Broker Admits Conspiracy to Defraud Lenders

Allison Tussey —  January 2, 2013 — Leave a comment

Shola Risikat Balogun, 46, Upper Marlboro, Maryland, pleaded guilty to conspiring to commit wire fraud in connection with a mortgage fraud scheme that she organized and managed which resulted in over $1.352 million of actual losses to mortgage lenders.

According to the criminal complaint and her plea, Balogun was a licensed mortgage broker and sole proprietor of Newgate Mortgage. Balogun and others contacted individuals who wished to purchase homes. The buyers typically had moderate to low incomes, and provided the conspirators with accurate income and employment information.

The conspirators then typically inflated the buyer’s income and created bogus employment information in an effort to qualify these individuals for loans that they otherwise were unqualified to secure. In some cases, no payments were made and the property went swiftly into default. In other cases, the borrowers attempted to make mortgage payments for a period of time until they could no longer make payments. Balogun and others profited from these fraudulent transactions by collecting origination fees, commissions, yield spread premiums and broker’s fees from each loan that closed. Balogun admits that she was a leader of the scheme.

Balogun will be required to pay restitution and forfeit $1,352,378, the amount of actual losses suffered by the mortgage lenders as the result of Newgate brokering at least 20 transactions in furtherance of the fraud scheme.

Balogun faces a maximum sentence of 20 years in prison and a fine of $250,000. No sentencing date has been scheduled at this time.

The guilty plea was announced by United States Attorney for the District of Maryland Rod J. Rosenstein; Special Agent in Charge David Beach of the United States Secret Service – Washington Field Office; Inspector General Jon T. Rymer of the Federal Deposit Insurance Corporation; and Special Agent in Charge Joe Clarke of the Housing and Urban Development Office of Inspector General – Office of Investigations.

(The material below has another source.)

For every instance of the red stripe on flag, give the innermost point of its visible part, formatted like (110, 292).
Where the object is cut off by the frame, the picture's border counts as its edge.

The Maryland Mortgage Fraud Task Force was established to unify the agencies that regulate and investigate mortgage fraud and promote the early detection, identification, prevention and prosecution of mortgage fraud schemes. This case, as well as other cases brought by members of the Task Force, demonstrates the commitment of law enforcement agencies to protect consumers from fraud and promote the integrity of the credit markets. Information about mortgage fraud prosecutions is available

The announcement is part of efforts underway by President Obama’s Financial Fraud Enforcement Task Force (FFETF) which was created in November 2009 to wage an aggressive, coordinated and proactive effort to investigate and prosecute financial crimes. With more than 20 federal agencies, 94 U.S. attorneys’ offices and state and local partners, it’s the broadest coalition of law enforcement, investigatory and regulatory agencies ever assembled to combat fraud. Since its formation, the task force has made great strides in facilitating increased investigation and prosecution of financial crimes; enhancing coordination and cooperation among federal, state and local authorities; addressing discrimination in the lending and financial markets and conducting outreach to the public, victims, financial institutions and other organizations. Over the past three fiscal years, the Justice Department has filed more than 10,000 financial fraud cases against nearly 15,000 defendants including more than 2,700 mortgage fraud defendants. For more information on the task force, visit

United States Attorney Rod J. Rosenstein commended the U.S. Secret Service, FDIC and HUD-OIG for their work in the investigation. Mr. Rosenstein thanked Assistant U.S. Attorney Sujit Raman, who is prosecuting the case.